Regular expressions - Osaka City University · Equivalence of regular expressions and regular languages. Similarly, we can use regular operations to build up regular expressions:

Chapter 2. Regular Expressions and Automata 2.1 Regular Expressions

Regular Expressions - Computer Scienceotternes/comp455/3-regular-expressions.pdf · Regular Expressions Regular expressions are simply algebraic notation for defining languages. A

1 Regular Expressions. 2 Regular expressions describe regular languages Example: describes the language.

New in Unicode Mark Davis, John Jenkins.

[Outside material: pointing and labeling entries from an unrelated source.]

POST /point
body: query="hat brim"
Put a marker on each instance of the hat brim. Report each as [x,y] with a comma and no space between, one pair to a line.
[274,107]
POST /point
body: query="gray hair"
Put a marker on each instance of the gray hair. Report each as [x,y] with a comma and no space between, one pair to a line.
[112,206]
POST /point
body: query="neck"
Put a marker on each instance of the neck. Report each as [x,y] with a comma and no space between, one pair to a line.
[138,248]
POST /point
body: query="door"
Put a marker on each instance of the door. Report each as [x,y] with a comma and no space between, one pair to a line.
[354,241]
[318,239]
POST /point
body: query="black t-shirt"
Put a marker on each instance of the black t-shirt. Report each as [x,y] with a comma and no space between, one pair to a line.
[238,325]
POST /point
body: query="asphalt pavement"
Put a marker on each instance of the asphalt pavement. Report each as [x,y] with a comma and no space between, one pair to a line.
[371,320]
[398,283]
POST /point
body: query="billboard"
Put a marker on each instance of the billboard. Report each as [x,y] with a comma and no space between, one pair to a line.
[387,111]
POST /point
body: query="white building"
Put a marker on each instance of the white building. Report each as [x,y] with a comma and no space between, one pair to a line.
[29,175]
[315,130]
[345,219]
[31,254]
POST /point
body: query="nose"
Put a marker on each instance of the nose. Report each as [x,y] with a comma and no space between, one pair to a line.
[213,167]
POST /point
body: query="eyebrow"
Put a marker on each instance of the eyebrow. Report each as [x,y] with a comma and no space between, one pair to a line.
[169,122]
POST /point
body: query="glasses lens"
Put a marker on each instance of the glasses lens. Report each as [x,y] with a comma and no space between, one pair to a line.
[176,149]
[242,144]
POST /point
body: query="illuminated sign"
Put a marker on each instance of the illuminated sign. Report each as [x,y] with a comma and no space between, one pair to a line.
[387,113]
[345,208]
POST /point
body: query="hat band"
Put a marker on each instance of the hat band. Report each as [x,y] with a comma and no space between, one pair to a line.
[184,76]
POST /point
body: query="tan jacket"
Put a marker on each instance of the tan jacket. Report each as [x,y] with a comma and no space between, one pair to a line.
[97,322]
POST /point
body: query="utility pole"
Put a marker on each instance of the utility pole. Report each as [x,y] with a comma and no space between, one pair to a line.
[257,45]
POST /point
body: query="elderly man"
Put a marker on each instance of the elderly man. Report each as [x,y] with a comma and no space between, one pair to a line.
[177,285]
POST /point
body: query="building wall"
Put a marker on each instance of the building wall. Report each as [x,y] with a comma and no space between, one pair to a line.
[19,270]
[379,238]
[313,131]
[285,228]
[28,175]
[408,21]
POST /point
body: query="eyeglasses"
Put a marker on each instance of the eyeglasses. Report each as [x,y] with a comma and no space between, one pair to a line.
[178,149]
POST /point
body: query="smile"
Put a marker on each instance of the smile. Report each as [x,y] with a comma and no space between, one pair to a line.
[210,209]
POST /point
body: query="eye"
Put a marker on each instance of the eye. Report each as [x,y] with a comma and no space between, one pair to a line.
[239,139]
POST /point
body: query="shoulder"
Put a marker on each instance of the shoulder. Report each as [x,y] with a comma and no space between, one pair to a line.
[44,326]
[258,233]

Agenda Unicode 4.1.0 UCA 4.1.0 Regular Expressions Security Considerations Character Mapping Common Locale Data.

Unicode Text and Regular Expression

Regular Expressions 101 Introduction to Regular Expressions

REGULAR EXPRESSIONS FRIEND OR FOE?. INTRODUCTION TO REGULAR EXPRESSIONS.

Unicode Regular Expressions

Theory of Computation (Fall 2014): Regular Expressions, Compiling Regular Expressions into NFAs & DFAs to Regular Expressions

Regular Expressionsdeepakd/atc-2013/regular-exp.pdf · Regular Expressions Kleene’s Theorem Equation-based alternate construction Examples of Regular Expressions Expressions built

Regular Expressions Regular Expressions. Regular Expressions Regular expressions are a powerful string manipulation tool All modern languages have.

Regular expressions Aleksandr Lenin. Outline Motivation for regular expressions Constructing regular expressions – Atoms – Repetition operators – Concatenation.